白铁军回头看了他一眼:“要是真改编了,你留下——你成绩好。我大概要走。”他顿了顿,“走了就没人给你擦鞋了。你思想汇报也自己写,写完了让别人帮你改错别字。”甘小宁停了好一会儿才在坑沿上把粉笔头捻碎:“你他妈说这个干嘛。”
那天训练结束,白铁军把江旻拉到操场边上,把他在绝情坑里观察到的所有异常全部告诉了江旻——团部干部的测试频率、许三多被打分的缺失、马小帅那个还没填完的档案袋。江旻听完沉默了很久。他说老白,你知道你刚才做的事情叫什么吗。白铁军说我也不知道,就是想找个人说说。江旻说这不叫说说,这叫情报分析——你在靶坑里蹲着,把团部来人的频率、谁被打了分谁没被打分全记下来了,然后自己推出来结论。你把这个结论告诉了我,而我是排长。你知道这意味着什么吗。白铁军眨巴了一下眼睛说不知道。
“意味着你的分析能力至少能当一个侦察班长。只是你自己不觉得。”江旻把训练板夹在腋下,“行了。你刚才说的,我会留意。

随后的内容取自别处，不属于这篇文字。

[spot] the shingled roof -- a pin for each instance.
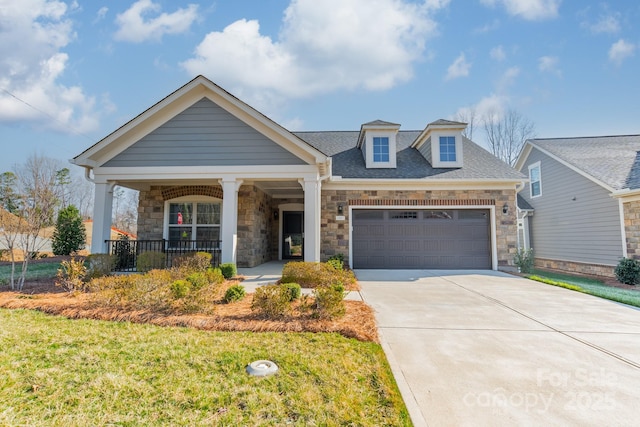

”
白铁军走的时候脚步轻快了些,走出去几步又回头:“排长,要是真改编了,你会留下不?”江旻说废话。白铁军又问那许三多呢。江旻说许三多也会留下——他用腹部绕杠把自己从副坑主转成尖子,这条路他跑完了,没人能把他从钢七连赶走。白铁军没再说什么了。他知道许三多不再是老末了。但他心里有个想法——他也是老末,将来如果不得不走,他希望能走得像许三多那样:曾经趴在这条坑道里听着头顶的枪声,然后有一天站起来,把“绝情”两个字从墙上擦掉,在上面写上自己的新开始。
江旻回到排长室,打开便携终端。屏幕上三排的人员列表依次排开——成才、许三多、史今、伍六一、白铁军、甘小宁……他把每个人的名字都默念了一遍。
如果风真的要来,他至少要让风吹过的时候,每个兵都站得稳。这是他来钢七连学会的第一件事:不抛弃不放弃——不管是对尖子,还是对“老末”。不管是战场上,还是编制表上。